I have a similar strategy. The backup drive is actually a Btrfs file system created quite a long time ago when I thought Btrfsck (with the ability to correct errors) was just around the next corner on the development roadmap, an unduly optimistic assumption, as it turned out. In my partial defence, I was interested in the check sums, possibly also the snapshots, and I've always run btrfsck to check the integrity of the file system after unmounting it following a backup - so if there's a major error I should find out about if immediately after rsync and unmount have completed, not at restore time when it really matters. It is in fact a rather old BTRFS file system now; I can't remember the creation date though. When was the last on-disk format change requiring re-creation of file systems?
I'm currently using BTRFS snapshots for that sort of thing. On some of my systems I have 100 snapshots stored from 15 minute intervals and another 50 or so stored from daily intervals. The 15 minute intervals capture the most likely possibilities for creating and accidentally deleting a file. The daily once cover more long-term mistakes.

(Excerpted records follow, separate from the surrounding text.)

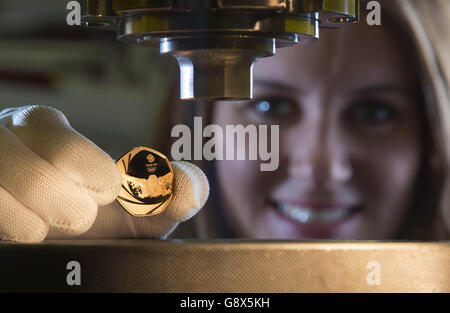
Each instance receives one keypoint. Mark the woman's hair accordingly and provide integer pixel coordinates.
(423, 27)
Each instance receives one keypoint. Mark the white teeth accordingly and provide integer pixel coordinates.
(307, 215)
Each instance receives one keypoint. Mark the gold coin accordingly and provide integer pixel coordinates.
(147, 182)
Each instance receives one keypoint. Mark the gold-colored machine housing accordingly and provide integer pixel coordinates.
(217, 42)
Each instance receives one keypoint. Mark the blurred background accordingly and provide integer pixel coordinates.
(84, 72)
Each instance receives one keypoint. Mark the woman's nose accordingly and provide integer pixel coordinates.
(321, 159)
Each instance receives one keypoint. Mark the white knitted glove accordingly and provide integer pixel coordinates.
(53, 178)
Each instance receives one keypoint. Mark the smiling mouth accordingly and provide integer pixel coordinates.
(305, 215)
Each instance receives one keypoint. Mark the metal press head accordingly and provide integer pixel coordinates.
(217, 42)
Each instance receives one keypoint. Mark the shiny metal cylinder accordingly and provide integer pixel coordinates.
(217, 42)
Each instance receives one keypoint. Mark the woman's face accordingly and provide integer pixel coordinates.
(350, 140)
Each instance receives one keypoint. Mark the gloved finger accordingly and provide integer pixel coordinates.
(47, 132)
(42, 188)
(191, 190)
(18, 223)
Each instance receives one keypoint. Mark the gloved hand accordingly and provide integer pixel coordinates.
(53, 178)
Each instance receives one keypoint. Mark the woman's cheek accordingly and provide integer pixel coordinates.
(389, 178)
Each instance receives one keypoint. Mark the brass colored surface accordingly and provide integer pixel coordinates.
(235, 266)
(147, 182)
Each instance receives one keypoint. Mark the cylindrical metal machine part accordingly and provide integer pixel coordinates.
(217, 42)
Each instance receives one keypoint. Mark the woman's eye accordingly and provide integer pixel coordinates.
(273, 107)
(373, 112)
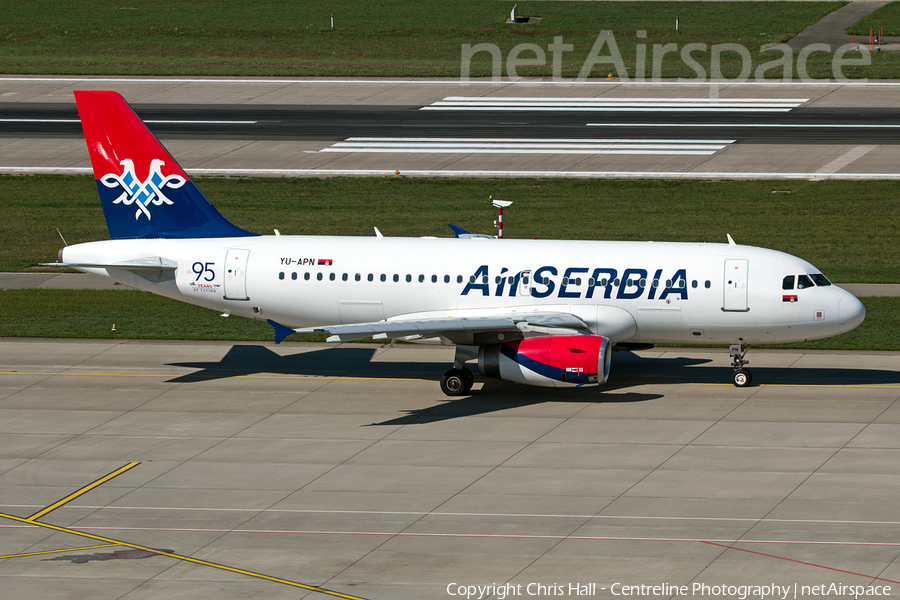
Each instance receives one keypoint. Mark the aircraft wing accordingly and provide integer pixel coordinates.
(458, 330)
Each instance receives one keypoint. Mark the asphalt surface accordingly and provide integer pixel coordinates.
(345, 467)
(857, 125)
(476, 128)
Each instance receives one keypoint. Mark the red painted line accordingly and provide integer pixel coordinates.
(793, 560)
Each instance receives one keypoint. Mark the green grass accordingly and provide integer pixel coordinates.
(138, 315)
(847, 229)
(378, 37)
(888, 16)
(92, 314)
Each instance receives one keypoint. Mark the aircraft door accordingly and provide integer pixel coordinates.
(524, 284)
(735, 297)
(236, 274)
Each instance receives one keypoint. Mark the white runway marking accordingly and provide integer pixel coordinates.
(469, 514)
(529, 146)
(437, 534)
(238, 172)
(466, 82)
(618, 104)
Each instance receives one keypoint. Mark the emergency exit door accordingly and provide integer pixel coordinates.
(236, 274)
(736, 284)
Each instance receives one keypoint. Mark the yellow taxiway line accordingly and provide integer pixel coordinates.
(57, 551)
(83, 490)
(196, 561)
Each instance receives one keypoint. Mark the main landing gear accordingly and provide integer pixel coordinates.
(741, 376)
(457, 382)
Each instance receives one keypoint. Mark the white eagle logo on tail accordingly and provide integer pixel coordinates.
(146, 193)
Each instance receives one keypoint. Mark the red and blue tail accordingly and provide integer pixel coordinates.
(144, 192)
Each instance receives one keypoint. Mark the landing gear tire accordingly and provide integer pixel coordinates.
(457, 382)
(742, 377)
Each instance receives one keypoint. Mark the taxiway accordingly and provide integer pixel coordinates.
(343, 466)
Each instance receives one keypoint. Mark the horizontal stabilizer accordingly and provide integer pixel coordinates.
(141, 264)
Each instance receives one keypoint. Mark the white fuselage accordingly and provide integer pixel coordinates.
(643, 292)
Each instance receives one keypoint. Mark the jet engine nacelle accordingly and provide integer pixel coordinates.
(554, 361)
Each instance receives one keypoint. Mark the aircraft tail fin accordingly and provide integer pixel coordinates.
(144, 192)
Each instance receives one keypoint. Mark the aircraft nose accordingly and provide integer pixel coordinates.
(851, 312)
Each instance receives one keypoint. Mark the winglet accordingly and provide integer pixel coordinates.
(457, 231)
(281, 331)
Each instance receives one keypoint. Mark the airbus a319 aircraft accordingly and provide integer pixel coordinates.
(536, 312)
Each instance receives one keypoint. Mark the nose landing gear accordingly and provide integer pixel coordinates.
(741, 377)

That's a convenient and thorough solution. In any directory containing work that I edit and want to keep, I maintain a Git repository. Running git init is easy enough and all that is required to maintain a reasonable history is a little discipline. I also use etckeeper for the same purpose (again with Git as the underlying version control tool). For especially important files (e.g., my PhD thesis and papers that I've written), I can push the repository to a remote machine owned by a trustworthy friend.